B+D’s Pieces of Me: “Yesss” is a reference to the movie Napoleaon Dynamite, as well as “Gaud” though Napoleon says, “Gosh”. Other favorite phrases are “Eat your Ham” and sometimes it’s followed by “You Stupid Lama”, however Matt and I use “Fatty” afterwards a lot more.
I had gone out to Waxy’s Thursday night after I came home wired from work. I convinced one of my neighbors Mike to go out for some games of pool and cold beers. There’s nothing I love more than a chill night with some friends bullshitting, drinking and being merry. Pool seals the deal for me. I’m decent at it, but I dig that new table, clean felt, and new Qs. Oh and they always have chalk which is a high commodity around here. The table was already laid out for the next game. Perfectly racked pool balls, and two Qs crossing each other laying on the table. It was picture perfect. I got pumped. Went to bar and ordered the usual, a Sammy, toasted, walked over and asked if Mike and I could play whoever was on the table. As usual I didn’t do so well on the first game (to me, it’s a warm up), but Mike impressed me with his skills. He was being modest earlier. We played two games and ended up in a tie. And I was feeling those beers, ate something, and we headed home. Next day I woke up feeling groggy, fuzzy-headed and I hate that. Needless to say I was late for work.

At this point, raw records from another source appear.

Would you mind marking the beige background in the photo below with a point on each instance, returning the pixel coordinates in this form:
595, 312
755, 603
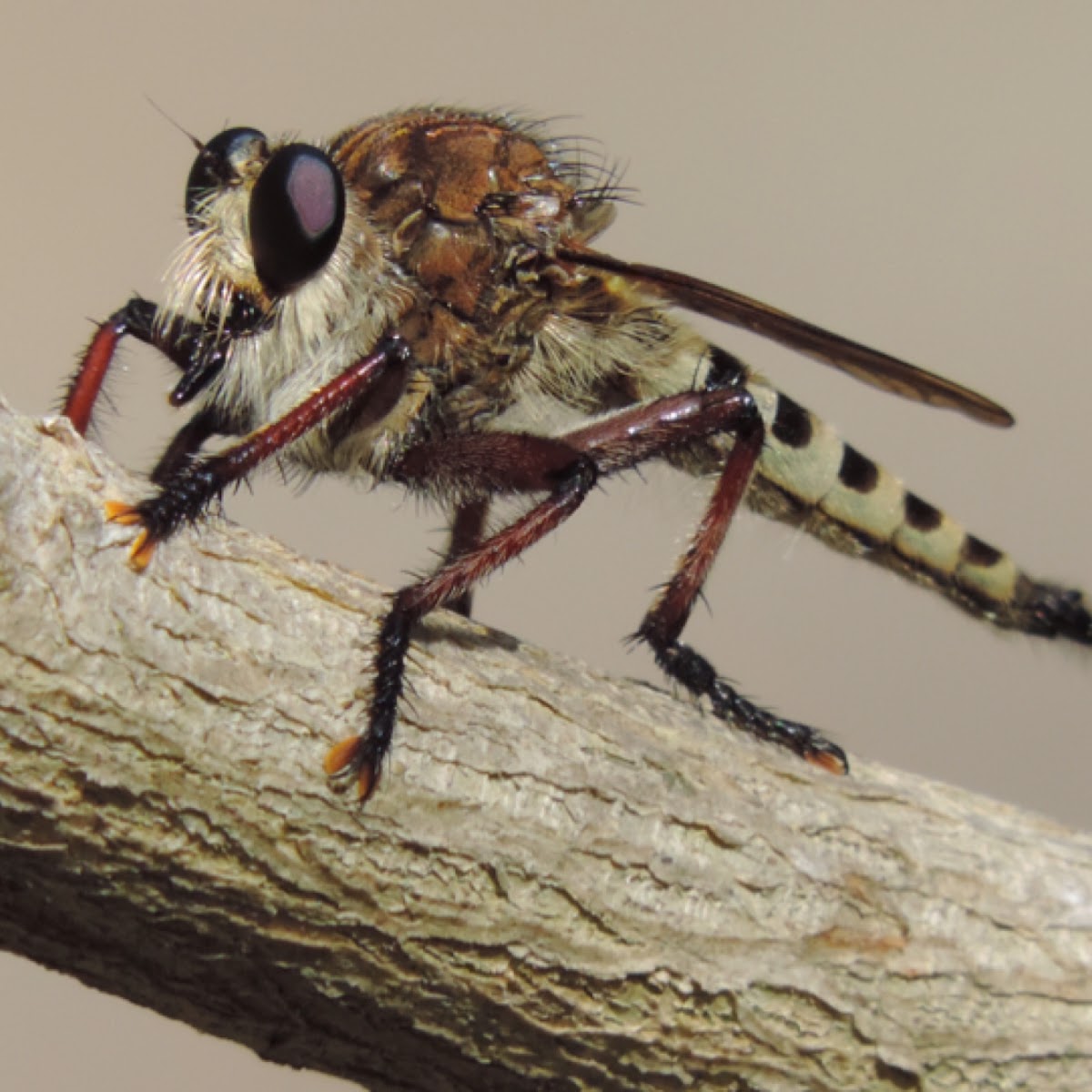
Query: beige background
916, 177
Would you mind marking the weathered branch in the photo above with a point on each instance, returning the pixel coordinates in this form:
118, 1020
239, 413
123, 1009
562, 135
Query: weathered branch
565, 882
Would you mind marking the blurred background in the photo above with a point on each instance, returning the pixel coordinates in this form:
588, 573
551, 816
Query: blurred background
913, 176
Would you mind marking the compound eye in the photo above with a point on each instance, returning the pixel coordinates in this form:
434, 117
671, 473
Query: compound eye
218, 163
298, 210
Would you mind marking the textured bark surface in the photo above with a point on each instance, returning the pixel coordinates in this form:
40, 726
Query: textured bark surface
565, 882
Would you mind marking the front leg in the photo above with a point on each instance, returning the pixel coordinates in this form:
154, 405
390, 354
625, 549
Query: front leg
189, 486
199, 352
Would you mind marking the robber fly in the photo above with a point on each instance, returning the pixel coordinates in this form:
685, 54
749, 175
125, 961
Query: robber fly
397, 305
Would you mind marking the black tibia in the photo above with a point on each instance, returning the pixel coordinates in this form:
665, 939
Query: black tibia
665, 621
188, 486
187, 442
475, 467
197, 350
1057, 612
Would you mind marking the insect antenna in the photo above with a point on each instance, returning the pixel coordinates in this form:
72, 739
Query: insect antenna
172, 121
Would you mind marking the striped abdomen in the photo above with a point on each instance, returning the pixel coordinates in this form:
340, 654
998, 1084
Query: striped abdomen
809, 478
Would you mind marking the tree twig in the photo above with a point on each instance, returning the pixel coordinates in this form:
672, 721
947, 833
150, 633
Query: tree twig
565, 882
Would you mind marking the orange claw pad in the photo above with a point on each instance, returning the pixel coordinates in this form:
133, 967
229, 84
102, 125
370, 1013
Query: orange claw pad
143, 547
118, 511
829, 763
343, 757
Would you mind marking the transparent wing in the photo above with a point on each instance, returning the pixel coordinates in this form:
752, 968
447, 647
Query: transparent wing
869, 366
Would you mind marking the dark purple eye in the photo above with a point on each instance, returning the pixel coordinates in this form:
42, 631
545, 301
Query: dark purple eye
298, 210
217, 164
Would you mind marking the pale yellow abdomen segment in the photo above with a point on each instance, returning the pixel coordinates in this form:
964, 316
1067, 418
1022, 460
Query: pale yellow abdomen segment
828, 481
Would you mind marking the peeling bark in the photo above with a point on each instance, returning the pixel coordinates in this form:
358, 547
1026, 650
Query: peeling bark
565, 882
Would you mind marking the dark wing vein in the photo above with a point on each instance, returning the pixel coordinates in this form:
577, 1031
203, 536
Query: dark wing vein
868, 365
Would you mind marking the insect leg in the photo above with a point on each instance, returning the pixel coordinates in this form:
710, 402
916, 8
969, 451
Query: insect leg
136, 319
468, 530
667, 616
188, 485
475, 467
187, 442
197, 350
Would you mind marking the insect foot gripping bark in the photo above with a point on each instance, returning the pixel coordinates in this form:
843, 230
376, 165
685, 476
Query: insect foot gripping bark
391, 304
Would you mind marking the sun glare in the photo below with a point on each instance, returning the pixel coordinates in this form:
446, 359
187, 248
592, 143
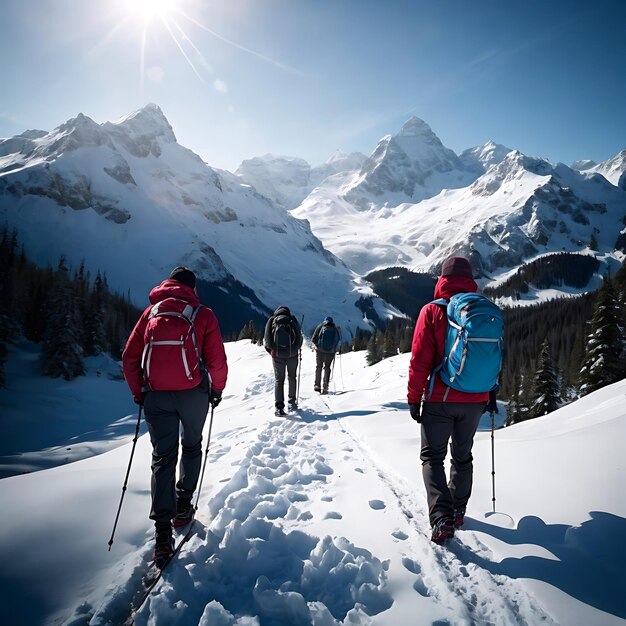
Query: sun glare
149, 9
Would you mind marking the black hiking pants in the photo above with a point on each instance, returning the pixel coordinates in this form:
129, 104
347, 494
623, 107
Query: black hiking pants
323, 360
165, 412
442, 422
288, 365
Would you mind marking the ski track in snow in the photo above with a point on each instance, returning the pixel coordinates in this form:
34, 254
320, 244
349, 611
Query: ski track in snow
253, 560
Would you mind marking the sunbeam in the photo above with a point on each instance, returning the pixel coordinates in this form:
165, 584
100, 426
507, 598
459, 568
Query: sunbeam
154, 14
267, 59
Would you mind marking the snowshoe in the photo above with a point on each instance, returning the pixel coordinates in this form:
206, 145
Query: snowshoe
443, 530
163, 548
459, 518
185, 513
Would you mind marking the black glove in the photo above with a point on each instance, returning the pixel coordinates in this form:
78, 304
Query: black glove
140, 398
414, 409
492, 406
215, 397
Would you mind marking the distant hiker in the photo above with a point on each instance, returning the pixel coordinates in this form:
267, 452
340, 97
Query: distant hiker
326, 340
175, 365
283, 340
449, 412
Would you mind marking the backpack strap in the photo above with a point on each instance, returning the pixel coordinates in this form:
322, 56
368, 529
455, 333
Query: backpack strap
189, 314
442, 302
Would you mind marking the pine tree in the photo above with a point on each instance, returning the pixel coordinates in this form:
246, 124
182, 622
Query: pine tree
95, 341
602, 363
374, 348
389, 347
545, 395
3, 359
62, 354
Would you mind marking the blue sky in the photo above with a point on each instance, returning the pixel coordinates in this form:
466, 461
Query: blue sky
307, 77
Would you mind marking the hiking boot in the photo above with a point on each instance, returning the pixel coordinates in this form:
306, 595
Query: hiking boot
459, 518
184, 513
443, 530
163, 547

Worked until 10 and on my way home, I get a text msg from Jules saying she is dying to go out dancing, I agreed. I came home and poured myself a Kettle One Citroen and Pine. Then I poured another, and a third as I was chatting with my neighbor Lisa about men and relationships. Yes very cliche but it’s true. She is older than me which is refreshing and I can learn from her as we are a lot alike. We were discussing the differences in dating younger vs. older men. We came up with two conclusions: 1) It’s not the age that matters when it comes to a person’s mind and way of thinking. It’s his ability to be open minded, interested, kind and thoughtful to a woman who is his partner. Not be arrogant, inconsiderate and machista. 2) The age thing only comes into play regarding physical attraction. A guy can be a total loser in his 20s as well as his 40s. But it’s how they look and what visual and olfactory qualities they possess that makes your body fervent with ardor that tells a woman whether she would consider you at all. We may want to fuck you, but by not having #1 you’ll never be more than a booty call, and only if you impress us the first time. Note to guys: going down on us before intercourse will ensure your girl is hot, wet, and happy, thus more likely that she will become a lioness between the sheets.
Jules arrived and I hadn’t even showered, but it usually takes me 20 minutes to get ready, that is if I’m not already buzzed. We caught up on our lives as I got ready and we headed out. Here’s one thing I hate. I hate being all dressed up, in high heels, and having to walk. I want a damn cab. But it’s nearly impossible to find one at 1AM on Meridian Ave. We started to walk towards 5th and these two guys in motorcycles were passing by, and I saw my chance to getting to the club. “Can you give us a ride?” I yelled. Cmon, what two guys are not going to give two hot girls a ride and look cool on their bikes? I knew we were golden. And they were cute. Score! We hopped on and they drove us to Love/Hate. Thanks guys. We went straight to the bar and ordered two shots of chilled Patron. Ahh that was yummy. Jules looked at me and said, “Another?” I never say No to Tequila unless I’m really shit-faced, and I wasn’t quite there yet. She and I danced for hours, non-stop, flirting with some boys, and some girls (I think this place has become a local hangout for lesbians which is cool by me).
Today I woke up with sore quads and feeling like crap. Every time I drink too much I swear to myself that I won’t do it again. Yeah right. But I needed to run some errands so after a couple of hours I motivated, got on my bike, and headed to Alton. Return movie check. Contacts exchange check. Emergency car kit purchase check. I needed a pedi, since I hadn’t had one since my trip to NY, so I decided I’d try one more place. I walked into what I originally thought was some bullshitt salon, but to my surprise Blush Nail Lounge felt very comfortable, homey, and sterile. The walls are draped in curtains giving it a soft and welcoming feeling to otherwise cold white walls. They offered me something to drink which is nice. And there was one Asian woman who turned out to be the owner. Do you know how happy I am right now? I grab a gossip mag, sit down in one of the big and comfy pedicure chairs, put my feet in the warm water and enjoy the jet massage on my feet while I turn on the vibrating chair and choose my settings. Full back massage with kneading. I’m in heaven. I like this place. I really needed this. Hey, when you don’t have a bf you need to get creative in ways of getting a massages and orgasms.
I can’t believe you like that movie. It’s horrible!
I LOVE the last line!
Figures that only women would understand it yet men should too!